Guest Post by Willis Eschenbach
I’ve developed a curious kind of algorithm that I’ve humorously called “slow Fourier analysis”, but which might be better described as a method for direct spectral analysis. The basic concept is quite simple. I fit a sine wave with a certain cycle length, say 19 months, to the dataset of interest, and I note the peak-to-peak amplitude of this best-fit sine wave. I repeat this process for the various cycle lengths of interest, and put that all together as a periodogram. The periodogram shows how large of a sine wave is the best fit for the data for each of the cycle lengths. This method has worked a treat, but yesterday, this odd method of mine handed me a big surprise.
Now, I have been doing these periodograms utilizing only the time periods inherent in the data. So if the data was monthly, I’ve looked at all possible integral lengths of monthly cycles, starting with two month, three month, four month, five month cycles, and so on up to cycles with periods as long as a third the number of months in the data.
And on the other hand, if the data was yearly, I’ve looked at all possible integral lengths of yearly cycles, starting with two year cycles, three year cycles, four years, and so on up to a third of the number of years in the data.
(I mistrust reports of the longer cycles, and any cycle with a period longer than a third of the dataset is not really worth calculating—it will fool you every time.)
So I was going along in blissful ignorance when an alert WUWT reader, Greg Goodman, pointed out that there was no reason to restrict myself to integral periods.

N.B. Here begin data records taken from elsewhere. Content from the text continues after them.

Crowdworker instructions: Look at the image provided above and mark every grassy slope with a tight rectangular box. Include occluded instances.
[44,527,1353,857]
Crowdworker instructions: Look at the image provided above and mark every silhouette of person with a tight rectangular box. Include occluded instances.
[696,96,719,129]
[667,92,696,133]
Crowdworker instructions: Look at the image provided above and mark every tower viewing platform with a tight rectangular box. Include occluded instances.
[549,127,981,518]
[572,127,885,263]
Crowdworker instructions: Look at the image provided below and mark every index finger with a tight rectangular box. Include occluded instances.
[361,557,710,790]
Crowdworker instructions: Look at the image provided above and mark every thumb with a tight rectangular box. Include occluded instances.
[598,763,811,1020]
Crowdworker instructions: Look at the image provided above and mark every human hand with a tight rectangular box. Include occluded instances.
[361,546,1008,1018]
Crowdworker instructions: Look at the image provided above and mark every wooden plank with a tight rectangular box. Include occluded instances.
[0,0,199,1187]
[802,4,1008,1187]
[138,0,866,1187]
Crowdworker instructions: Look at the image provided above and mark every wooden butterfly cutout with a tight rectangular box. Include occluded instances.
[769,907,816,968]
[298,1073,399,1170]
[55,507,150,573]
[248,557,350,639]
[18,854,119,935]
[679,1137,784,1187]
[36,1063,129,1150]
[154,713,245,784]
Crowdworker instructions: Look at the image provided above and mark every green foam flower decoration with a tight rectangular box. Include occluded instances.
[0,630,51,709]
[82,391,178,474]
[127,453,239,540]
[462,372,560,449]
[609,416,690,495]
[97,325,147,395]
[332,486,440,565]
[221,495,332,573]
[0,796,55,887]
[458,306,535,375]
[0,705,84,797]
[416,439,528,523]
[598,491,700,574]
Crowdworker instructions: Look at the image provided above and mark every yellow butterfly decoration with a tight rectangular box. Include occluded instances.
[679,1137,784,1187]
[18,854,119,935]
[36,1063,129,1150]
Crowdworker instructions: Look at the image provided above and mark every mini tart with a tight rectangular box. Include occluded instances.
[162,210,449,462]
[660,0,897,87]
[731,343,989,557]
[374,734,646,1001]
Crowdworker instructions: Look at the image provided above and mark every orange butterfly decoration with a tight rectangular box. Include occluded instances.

He noted that I could subdivide the results and gain greater resolution. I was dismissive of his idea. I said that I thought you could do it, and that he was right and it was an interesting idea, but I said I thought you wouldn’t gain any real resolution by doing that. Hang on, let me get my exact words and the graphic I used in that thread to illustrate my point … here’s what I said:
In any case, I’m still not convinced that the procedure will give any real increase in information. Here’s the difference, for example, between monthly and annual data:
I think that if I increase the resolution on the sunspot periodogram while still using the annual data, it won’t look anything like the real monthly data … I’ll report back on that one.
Well … this is the promised “report back”. As you can see, both the monthly and the annual data show the peak at 11 years. The monthly data shows more detail, as it resolves the individual peaks, at 10, 11, and ~ 11.9 years. I thought that the test I outlined would be a good one. I’d see what happened when I sampled annual data at monthly intervals. So here’s what I did. I took the SIDC monthly sunspot data. For the annual data, I didn’t use the SIDC annual data. Instead, I averaged the SIDC monthly data to give me annual data that I knew was a true annual average of that particular monthly dataset. Figure 2 shows the monthly data in red, and the annually averaged monthly data in black.
Figure 2. Monthly SIDC sunspot data (red), and the same monthly SIDC data annually averaged (black).
So to be clear, the data shown as the black line is the annual average of monthly data shown as the red line
Next, I modified my periodogram-generating computer function to allow for fractional time sampling of the data.
Finally, I calculated three periodograms. One is the periodogram of the annually averaged data, shown in yellow/black below. The second is the periodogram of the underlying monthly data, shown in blue.
And finally, I calculated the third periodogram (shown in cyan) using the annually averaged data, but sampled on a monthly basis … Figures 3 and 4 show those results. I must confess, when I saw them my jaw hit the floor.
Figures 3 and 4. Upper panel shows the periodogram of annual sunspot data (yellow/black), monthly sunspot data (blue), and monthly-sampled annual data (cyan). Lower panel is a closeup of the upper panel, showing the period from seven to twenty-five years.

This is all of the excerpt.